La Cour européenne des droits de l’homme a approuvé aujourd’hui une décision judiciaire française ordonnant le retour d’un enfant franco-mexicain auprès de sa mère aux États-Unis, dans le cadre d’un divorce particulièrement conflictuel au cours duquel plusieurs enlèvements internationaux avaient été perpétrés par chacun des parents.

En l’espèce, le requérant est un ressortissant français, Jean-Philippe Lacombe, qui s’était marié en avril 1998 au Mexique avec une ressortissante mexicaine, Berenice Diaz. Un garçon, prénommé Jean-Paul, naquit de leur union au Mexique en mars 1999. En février 2004, la mère emmena l’enfant aux États-Unis pendant deux mois sans prévenir le père.

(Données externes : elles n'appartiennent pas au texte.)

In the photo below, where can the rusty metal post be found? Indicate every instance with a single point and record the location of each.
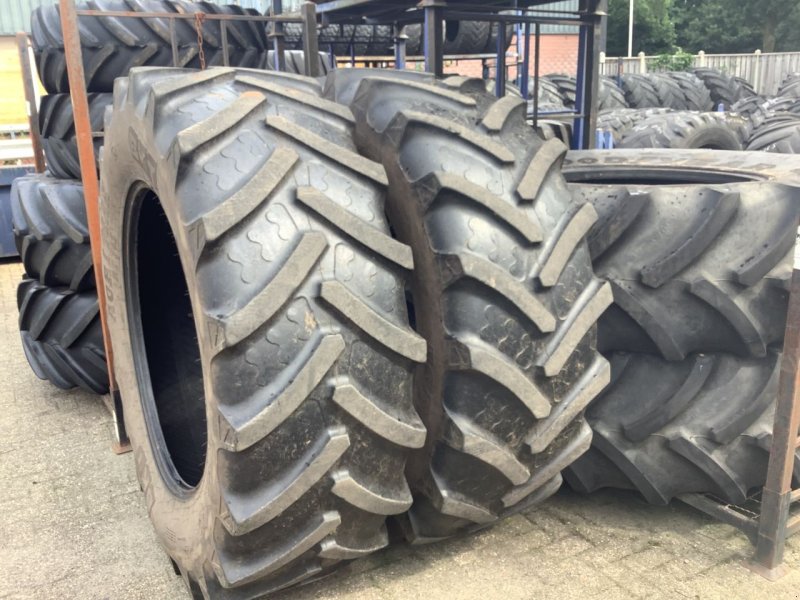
(777, 495)
(226, 57)
(173, 43)
(83, 135)
(23, 43)
(310, 40)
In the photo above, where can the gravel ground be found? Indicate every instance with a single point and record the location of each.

Le divorce des époux fut prononcé au Mexique en décembre de la même année : l’exercice conjoint de l’autorité parentale fut reconnu aux deux parents mais la résidence de l’enfant fut fixée chez son père, des droits de visite étant accordés à la mère pendant les vacances scolaires ; le juge mexicain interdit en outre aux ex-époux de sortir l’enfant du territoire sans l’accord écrit de l’autre parent devant notaire.

La mère saisit les juridictions mexicaines quelques mois plus tard en se plaignant de ce que le père ne respectait pas les termes du jugement. Un nouveau jugement rendu en juin 2005, confirmé en appel un an plus tard, inversa la situation : la résidence de l’enfant fut transférée chez sa mère et un droit de visite fut accordé au père, l’interdiction de sortie de l’enfant du territoire sans accord de l’autre parent étant maintenue.

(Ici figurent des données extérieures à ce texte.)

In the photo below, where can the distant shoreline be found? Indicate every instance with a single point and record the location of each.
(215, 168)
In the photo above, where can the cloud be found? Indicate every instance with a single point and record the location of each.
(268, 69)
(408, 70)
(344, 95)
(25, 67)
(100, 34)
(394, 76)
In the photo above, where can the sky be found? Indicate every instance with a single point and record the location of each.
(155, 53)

Son ex-épouse et le frère d’icelle ayant tenté de le tuer, Jean-Philippe Lacombe quitta le Mexique en août 2005 avec son fils, et rentra en France. Une première procédure d’enlèvement international fut alors engagée par la mère. Par jugement rendu en octobre 2006, le tribunal de grande instance de Marseille reconnut le caractère illicite du déplacement de l’enfant, au sens de l’article 3 de la Convention de La Haye du 25 octobre 1980 sur les aspects civils de l’enlèvement international d’enfants. Compte tenu de la procédure pénale en cours au Mexique mettant en cause la mère pour tentative de meurtre sur son ex-mari, le tribunal de grande instance considéra cependant qu’il existait un risque grave que le retour de l’enfant ne l’exposât à un danger et refusa d’ordonner le retour de l’enfant auprès de sa mère.

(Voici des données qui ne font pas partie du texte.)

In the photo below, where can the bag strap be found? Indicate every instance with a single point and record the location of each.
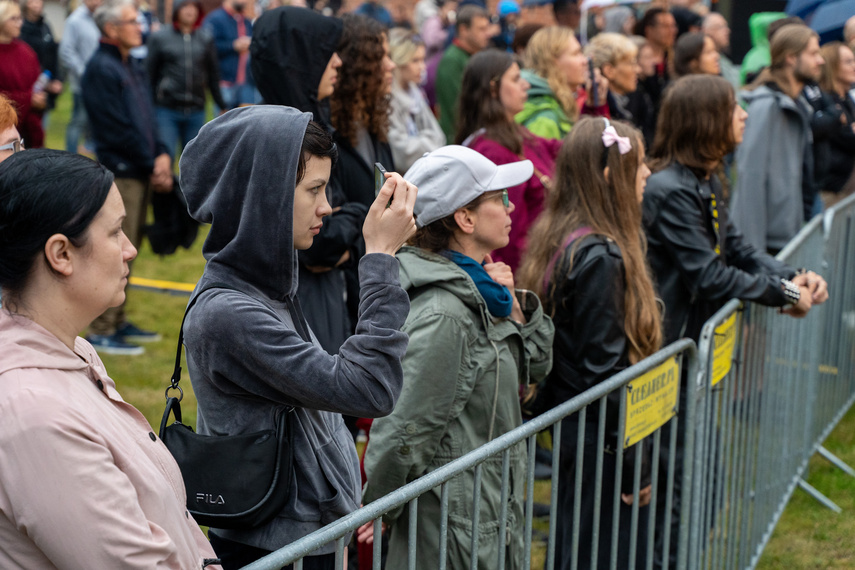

Les parents finirent quand même par trouver un accord et le père retourna au Mexique avec l’enfant en acceptant de le confier à la mère. Un juge aux affaires familiales du district fédéral de Mexico déchut toutefois le père de l’autorité parentale à l’égard de son fils en avril 2007, en raison du risque d’un nouveau départ à l’étranger. Mais ce fut la mère qui quitta à nouveau le Mexique pour les États-Unis avec l’enfant en octobre 2007, coupant tout lien avec le père. Jean-Philippe Lacombe finit par localiser son fils au Texas en février 2009. Les autorités mexicaines émirent en septembre un mandat d’arrêt à l’encontre de la mère pour enlèvement d’enfant. Le père obtint par ailleurs le mois suivant que la District Court du comté de Bexar (Texas) lui confiât provisoirement l’enfant, dans l’attente d’une audience ultérieure – quatre jours plus tard – pour statuer sur sa résidence. Jean-Philippe Lacombe en profita pour ramener aussitôt son fils au Mexique, où il obtint en novembre la confirmation de son droit de garde, la délivrance des passeports français et mexicains de l’enfant, ainsi qu’une autorisation temporaire de quitter le pays avec son fils – alors âgé de dix ans. Tous deux retournèrent alors en France.

Une seconde procédure d’enlèvement international avait été cependant engagée par la mère auprès des États-Unis dès le départ du père et de l’enfant au Mexique. Les autorités américaines émirent en décembre un mandat d’arrêt contre le père pour enlèvement d’enfant. En août 2010, une ordonnance américaine fixa la résidence de l’enfant chez sa mère, puis le tribunal de grande instance de Marseille ordonna le retour de l’enfant aux États-Unis. La mère récupéra l’enfant à la fin du mois.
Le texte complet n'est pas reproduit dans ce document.